Negative Press: a new era

Top: Printing with Simryn Gill, Malaysia, July 2017
Right: John Spiteri, Actress & Actor, 2015, etching printed in four colours from four plates, 32 x 23.5 cm, edition of 16 + 3 APs. Published by Negative Press.


Below: John Nixon, Untitled, 2017, screenprint printed in one colour from one stencil, 79 x 63 cm, edition of 8 + 3 APs. Published by Negative Press


Bottom: Negative Press studio

Trent Walter discusses a new move for the much admired Negative Press.

Q: Negative Press has been forging a significant presence in the printmaking landscape—what is the history of this venture?
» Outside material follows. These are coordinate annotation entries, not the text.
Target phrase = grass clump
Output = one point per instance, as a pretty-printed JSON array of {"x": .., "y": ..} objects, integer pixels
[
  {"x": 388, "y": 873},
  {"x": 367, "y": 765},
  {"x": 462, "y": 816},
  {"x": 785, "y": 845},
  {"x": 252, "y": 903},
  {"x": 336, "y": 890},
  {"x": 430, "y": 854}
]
TW: I’d never thought of starting my own studio until my friend Franck Gohier planted the seed in my brain in 2006. I also spent a formative time working at STPI in Singapore in 2007–08 which made me want to continue my collaborative practice on returning to Australia. Returning home, it seemed that the job I wanted to do didn’t exist, so through necessity I started Negative Press in 2009. Since then, Negative Press has operated as a custom printing and publishing workshop. The publishing projects have included prints and artists’ books, which are both areas of great interest for me, and this is becoming the greater focus of the studio.

Q: What are the advantages and potential outcomes for the new studio space?
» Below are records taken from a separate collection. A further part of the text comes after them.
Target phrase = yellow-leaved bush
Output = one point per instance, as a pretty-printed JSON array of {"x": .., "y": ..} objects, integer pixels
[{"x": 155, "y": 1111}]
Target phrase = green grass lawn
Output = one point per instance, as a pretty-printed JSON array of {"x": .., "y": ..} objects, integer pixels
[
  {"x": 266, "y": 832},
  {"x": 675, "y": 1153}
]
TW: The advantages of the new studio are many: more space to work in; a showroom to launch published works and to host occasional exhibitions; and a space to run workshops. My brother, Andrew Walter, is an award-winning architect and he has helped me design the space to remain flexible to the various endeavours that Negative Press engages in. Most importantly, the advantage has been to transfer what was a rather clandestine operation into something far more public and visible.

Q: Who are some of the artists Negative Press has been working with and what are their various areas of interest in terms of print processes?
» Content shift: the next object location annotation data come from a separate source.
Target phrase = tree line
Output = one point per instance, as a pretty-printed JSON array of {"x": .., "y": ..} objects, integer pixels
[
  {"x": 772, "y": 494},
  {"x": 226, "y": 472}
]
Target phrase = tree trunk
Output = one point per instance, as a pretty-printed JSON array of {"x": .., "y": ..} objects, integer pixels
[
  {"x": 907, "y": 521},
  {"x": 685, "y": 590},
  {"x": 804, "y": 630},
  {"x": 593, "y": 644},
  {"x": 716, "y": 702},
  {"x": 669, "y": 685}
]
TW: The biggest projects that have seen completion this year have been with Brent Harris, Simryn Gill and John Nixon. After making the PCA fundraiser print in 2015, Brent and I started developing a five-print series titled The Other Side that Brent launched at Tolarno Galleries recently.  These were all photopolymer gravure and screenprints. The interaction between a tonal image (photpolymer) with the flat planes of the screenprint highlight the strengths of each process.

Simryn’s project was, like our 2016 project Pressing In, concerned with relief printing. We took a full impression of a coconut palm on a farm in Malaysia near the intersection of the states of Johor Bahru and Malacca. The tree was inked with various sized brayers and printed using bone folders onto virtually indestructible washi. It was the best way we could record as much of the surface of the tree as possible.

John Nixon’s screenprints and etchings have developed over the past 18 months. We’re up to 32 etchings so far, and two screenprints. John’s interest, I believe (and this can be attributed to many artists’ engagement with printmaking) is to see how printmaking might filter the concerns of his broader practice. Specifically, the interaction of line, plane, colour, form, texture etc. as it occurs in the medium of printmaking as opposed to his other areas of practice, which include painting, collage, photography and experimental music.

Q: What projects are you envisioning for the future of Negative Press?

TW: After the studio launch and release of John Nixon and John Spiteri’s etchings and screenprints, Negative Press will be participating in the Australian Print Workshop Print Fair on 18-19 November at the APW. Concurrent to this, the focus will also be on finishing a new group of screenprints with Julia Gorman. Into the not-so-distant future, there will be new projects with Elizabeth Newman, Kathy Temin, Rose Nolan and Emily Ferretti. They are all artists I’ve worked with before and in the short history of Negative Press I’ve continued to work with a relatively small group of artists, adding one or two each year. It mirrors the activity of the studio, like a pebble dropped into the water making ripples in slowly widening circles.